Lenin in July 1920. Photo by Pavel Zhukov.


“Revolution is a dirty job. You do not make it with white gloves.” – Lenin

Lenin mostly lived abroad from 1900 to 1917 (Salisbury 1977).  During the early years of this period he started a revolutionary journal called Spark and had begun using the surname he would become famous under (Krausz 2015).  He, along with Plekhanov and Julius Martov – another Marxist – were the principal contributors to Spark.  

In 1903, an official split occurred during the Second Congress of the Russian Social Democratic Labor Party.  This party had formed in 1898 to unite the revolutionary movement in Russia.  The split resulted in the Bolsheviks (meaning “majority” in Russian) led by Lenin and the Mensheviks (meaning “minority” in Russian).  Plekhanov would eventually side with the latter, headed by Martov (Cavendish 2003).   

The Mensheviks advocated a loosely-organized structure that could exercise the option of allying with the liberal bourgeois , while the Bolsheviks wanted a centrally controlled and disciplined conspiratorial organization of full-time revolutionaries.  The Bolshevik wing represented the ideas for spreading Marxism and inciting revolution among the working class that had been laid out in Lenin’s 1902 pamphlet, What is to be Done? , borrowing the title of Chernyshevsky’s novel.  

A fight over the editorial board of Spark also ensued which the Mensheviks lost, leaving Lenin in virtual control of the publication.  However, the organization’s Foreign League convened a meeting in Geneva a few months later in which the Mensheviks prevailed and Lenin announced his resignation from Spark and the organization’s party council (Cavendish 2003). 

This only turned out to be a minor setback for Lenin who became noted among the intelligentsia for his knowledge of economic thought.   In 1904, he started another journal, Forward.
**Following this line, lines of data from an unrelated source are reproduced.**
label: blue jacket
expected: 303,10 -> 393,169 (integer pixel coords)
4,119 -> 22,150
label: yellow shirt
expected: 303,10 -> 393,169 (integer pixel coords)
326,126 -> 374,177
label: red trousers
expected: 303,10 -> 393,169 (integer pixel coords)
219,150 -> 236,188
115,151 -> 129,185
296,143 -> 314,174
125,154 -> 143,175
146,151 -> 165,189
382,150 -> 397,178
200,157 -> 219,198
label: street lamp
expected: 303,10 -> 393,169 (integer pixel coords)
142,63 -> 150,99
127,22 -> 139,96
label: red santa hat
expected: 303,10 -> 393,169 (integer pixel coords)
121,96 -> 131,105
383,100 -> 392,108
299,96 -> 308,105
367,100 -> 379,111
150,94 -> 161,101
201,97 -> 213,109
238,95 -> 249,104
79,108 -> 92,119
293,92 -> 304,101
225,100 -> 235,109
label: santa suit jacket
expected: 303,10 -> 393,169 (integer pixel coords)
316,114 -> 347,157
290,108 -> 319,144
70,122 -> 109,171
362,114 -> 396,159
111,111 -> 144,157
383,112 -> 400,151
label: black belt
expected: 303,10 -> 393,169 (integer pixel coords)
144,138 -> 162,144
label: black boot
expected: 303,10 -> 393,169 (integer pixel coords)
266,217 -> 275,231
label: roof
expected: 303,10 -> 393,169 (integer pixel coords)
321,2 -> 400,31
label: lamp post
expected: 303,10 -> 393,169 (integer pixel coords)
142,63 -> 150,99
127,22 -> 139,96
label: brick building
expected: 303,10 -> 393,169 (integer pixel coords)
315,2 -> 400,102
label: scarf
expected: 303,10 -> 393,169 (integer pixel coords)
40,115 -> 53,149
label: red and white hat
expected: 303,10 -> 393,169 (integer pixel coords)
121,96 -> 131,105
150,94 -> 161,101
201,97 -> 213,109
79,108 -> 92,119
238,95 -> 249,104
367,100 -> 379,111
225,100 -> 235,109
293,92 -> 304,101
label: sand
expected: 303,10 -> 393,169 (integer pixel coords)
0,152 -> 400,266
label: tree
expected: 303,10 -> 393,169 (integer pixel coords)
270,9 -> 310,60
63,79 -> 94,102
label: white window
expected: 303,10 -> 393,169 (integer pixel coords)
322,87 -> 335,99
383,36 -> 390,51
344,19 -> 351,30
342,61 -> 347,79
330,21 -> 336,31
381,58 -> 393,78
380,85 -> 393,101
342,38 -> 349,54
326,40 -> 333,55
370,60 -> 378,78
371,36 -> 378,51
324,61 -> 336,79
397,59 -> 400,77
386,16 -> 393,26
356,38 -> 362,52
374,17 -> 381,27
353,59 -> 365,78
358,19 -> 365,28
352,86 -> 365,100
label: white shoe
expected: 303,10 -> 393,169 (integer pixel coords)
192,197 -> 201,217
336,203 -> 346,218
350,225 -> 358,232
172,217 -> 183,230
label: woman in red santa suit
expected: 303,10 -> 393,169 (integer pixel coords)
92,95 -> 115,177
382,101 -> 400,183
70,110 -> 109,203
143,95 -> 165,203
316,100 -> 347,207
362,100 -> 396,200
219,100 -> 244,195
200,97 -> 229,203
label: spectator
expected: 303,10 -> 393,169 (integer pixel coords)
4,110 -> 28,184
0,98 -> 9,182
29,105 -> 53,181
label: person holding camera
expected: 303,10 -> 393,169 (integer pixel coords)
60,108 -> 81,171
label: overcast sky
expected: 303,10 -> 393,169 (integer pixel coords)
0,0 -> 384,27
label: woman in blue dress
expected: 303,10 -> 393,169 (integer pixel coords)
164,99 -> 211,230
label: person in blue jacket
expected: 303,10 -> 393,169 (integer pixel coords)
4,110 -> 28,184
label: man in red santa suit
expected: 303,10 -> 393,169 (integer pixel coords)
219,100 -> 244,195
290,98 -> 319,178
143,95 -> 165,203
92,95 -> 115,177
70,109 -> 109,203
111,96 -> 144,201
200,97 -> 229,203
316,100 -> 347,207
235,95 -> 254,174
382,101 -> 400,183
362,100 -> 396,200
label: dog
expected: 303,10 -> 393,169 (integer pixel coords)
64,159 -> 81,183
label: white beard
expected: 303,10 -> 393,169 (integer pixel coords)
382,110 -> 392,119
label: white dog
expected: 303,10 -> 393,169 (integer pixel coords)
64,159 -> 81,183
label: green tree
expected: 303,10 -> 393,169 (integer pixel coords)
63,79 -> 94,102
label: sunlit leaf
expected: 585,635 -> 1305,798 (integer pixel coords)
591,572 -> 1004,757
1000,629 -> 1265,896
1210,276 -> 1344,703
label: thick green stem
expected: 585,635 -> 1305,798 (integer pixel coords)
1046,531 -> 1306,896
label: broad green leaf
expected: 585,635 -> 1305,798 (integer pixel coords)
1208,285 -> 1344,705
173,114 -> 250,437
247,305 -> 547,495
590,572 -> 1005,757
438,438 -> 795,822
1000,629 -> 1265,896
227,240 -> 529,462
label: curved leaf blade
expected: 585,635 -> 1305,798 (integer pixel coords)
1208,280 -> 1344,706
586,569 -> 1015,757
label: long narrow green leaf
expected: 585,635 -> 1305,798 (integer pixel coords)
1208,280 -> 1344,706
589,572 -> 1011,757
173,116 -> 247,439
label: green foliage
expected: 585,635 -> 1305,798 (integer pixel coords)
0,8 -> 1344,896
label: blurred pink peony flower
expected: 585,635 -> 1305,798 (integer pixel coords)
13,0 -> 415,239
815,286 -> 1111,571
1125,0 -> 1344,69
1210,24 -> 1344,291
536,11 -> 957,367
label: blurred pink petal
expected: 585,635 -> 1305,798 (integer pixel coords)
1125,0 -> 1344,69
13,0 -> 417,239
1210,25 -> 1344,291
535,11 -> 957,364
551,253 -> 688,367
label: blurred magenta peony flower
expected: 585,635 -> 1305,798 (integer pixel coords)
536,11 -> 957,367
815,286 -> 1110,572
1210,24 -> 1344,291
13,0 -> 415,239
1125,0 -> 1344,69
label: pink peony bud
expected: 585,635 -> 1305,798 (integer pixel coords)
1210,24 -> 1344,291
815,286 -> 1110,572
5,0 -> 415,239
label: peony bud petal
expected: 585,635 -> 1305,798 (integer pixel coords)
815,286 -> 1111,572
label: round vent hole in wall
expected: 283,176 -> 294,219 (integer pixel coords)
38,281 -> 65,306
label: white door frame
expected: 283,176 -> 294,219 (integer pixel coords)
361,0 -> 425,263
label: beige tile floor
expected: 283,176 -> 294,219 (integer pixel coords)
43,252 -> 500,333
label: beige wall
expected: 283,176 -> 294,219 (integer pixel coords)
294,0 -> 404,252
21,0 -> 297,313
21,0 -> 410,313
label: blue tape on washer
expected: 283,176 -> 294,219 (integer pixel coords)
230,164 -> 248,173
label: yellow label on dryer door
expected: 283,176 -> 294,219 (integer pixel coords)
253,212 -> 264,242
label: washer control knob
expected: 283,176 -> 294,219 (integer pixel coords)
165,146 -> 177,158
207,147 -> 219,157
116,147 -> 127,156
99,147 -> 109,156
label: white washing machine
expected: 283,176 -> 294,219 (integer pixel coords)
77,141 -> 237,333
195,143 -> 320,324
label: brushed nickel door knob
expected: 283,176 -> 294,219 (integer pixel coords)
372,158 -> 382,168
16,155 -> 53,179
He also wrote an acclaimed book called The Development of Capitalism in Russia which was in a second print run by 1905 (Krausz 2015). 

Around this time, colleagues observed an increasing ideological rigidity and intolerance in Lenin.  He had acquired the tactics of ignoring and insulting rather than refuting the arguments of other revolutionaries with whom he disagreed.  This was not unknown in the revolutionary movement but it marked a transition toward behavior that was antithetical to those he was taught growing up.  Moreover, he began acting more on the Machiavellian approach that had gained a foothold within the more extreme strands of the movement, rationalizing the use of individuals who engaged in dishonest and/or criminal behavior as long as it was perceived to be facilitating the goal of revolution (Salisbury 1974).

Soon after the October Manifesto was issued after the 1905 revolution, Lenin returned to St. Petersburg. He had raised the issue of armed resistance publicly for the first time just prior to his return to Russia and continued a period of prolific writing. 

In May of 1906, he made his first speech in front of a mass rally in St. Petersburg, billed as a “leader of the Bolsheviks” – though he’d only just begun a meaningful association with the organized Russian Bolsheviks a few months before.  He wouldn’t make another appearance at a mass meeting until 1917. 

Due to police pressure in response to his increased organizing activities, he left Russia for Europe again in December of 1907 (Krausz 2015), not to return again until 1917 (Deutscher 1964).

References:

  1. Salisbury, Harrison E.  Black Night, White Snow:  Russia’s Revolutions 1905 – 1917.  De Capo Press. New York, NY. 1977;
  2. Krausz, Tamas.  Reconstructing Lenin:  An Intellectual Biography.  Monthly Review Press.  New York, NY.  2015;
  3. The Bolshevik-Menshevik Split” by Richard Cavendish.  History Today.  November, 2003;
  4. The Mensheviks:  George Plekhanov” by Isaac Deutscher.  The Listener.  4/30/1964.